How CiteWP differs from traditional SEO
Traditional SEO plugins like Yoast and Rank Math score content for search engine ranking. CiteWP scores content for AI citation likelihood. The two overlap in some areas — both reward schema markup, heading hierarchy, and authority signals — but diverge significantly in others.
CiteWP weights factual density, source citations, and self-contained passage structure higher than traditional SEO because AI engines select content based on what they can extract and quote, not just what ranks in a search results page. CiteWP also explicitly penalizes promotional tone, a signal that traditional SEO scoring usually ignores or treats neutrally. The shift from ranking optimization to citation optimization changes which signals matter and how much.
CiteWP is designed to work alongside your existing SEO plugin rather than replace it. Yoast, Rank Math, AIOSEO, and SEOPress users all see CiteWP signals work in combination with their existing SEO scoring. The two approaches are complementary: traditional SEO gets your page ranked in search results, and AI citation optimization gets your page quoted in AI-generated answers.
Improvement workflow
- Work category by category. Start with the lowest-scoring category. Within each category, focus on signals worth more points first. A 6-point signal at zero credit is worth fixing before a 3-point signal at partial credit.

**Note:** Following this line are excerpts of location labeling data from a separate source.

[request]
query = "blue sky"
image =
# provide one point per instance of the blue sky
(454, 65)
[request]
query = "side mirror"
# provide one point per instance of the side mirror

- Use the sidebar recommendations. Open a post in the WordPress editor and view the Cite Score sidebar. Each signal shows its current score, a brief explanation of what was detected, and a specific recommendation when partial or no credit was awarded. Address the recommendations in order.
- Save before recalculating. The Cite Score reads the saved version of your post content. Save the post after each meaningful change to trigger a fresh score calculation. The Recalculate button manually re-runs scoring on the current saved version.
- Stack quick wins first. Structural fixes like adding a comparison table, splitting a long paragraph into self-contained passages, or correcting heading hierarchy take minutes and move scores by several points each. Citability improvements like adding outbound citations and replacing marketing language with specific claims are similarly fast.
- Make site-wide changes once. Authority signals like setting up your author bio and adding a featured image benefit every page on your site at once. A single bio update can move scores across an entire site.
Research sources
The Cite Score rubric is calibrated against published 2026 research on Generative Engine Optimization. The primary sources informing CiteWP’s weights and thresholds are listed below. CiteWP updates the rubric as new research emerges, and if the underlying weights change, this page is updated and the changelog notes the methodology shift.
- AiBoost (March 2026) — ChatGPT ranking factors analysis, reporting findings from Authoritas including the approximately 40 percent higher citation weight for FAQ-structured content.
- Wellows (February 2026) — Google AI Overviews ranking factors study reporting semantic completeness r=0.87 correlation, multi-modal content +156 percent selection rate, named entity density 4.8x boost at 15+ entities, and 96 percent of AI Overview citations from sources with strong E-E-A-T characteristics.
- Averi (April 2026) — GEO citation metrics framework documenting statistics density correlating with 41 percent AI visibility improvement and promotional tone correlating with -26.19 percent citation rate.
For the full canonical scoring rubric including signal IDs, exact pass/partial criteria, and implementation details, see the source-of-truth rubric document linked in the CiteWP plugin source code.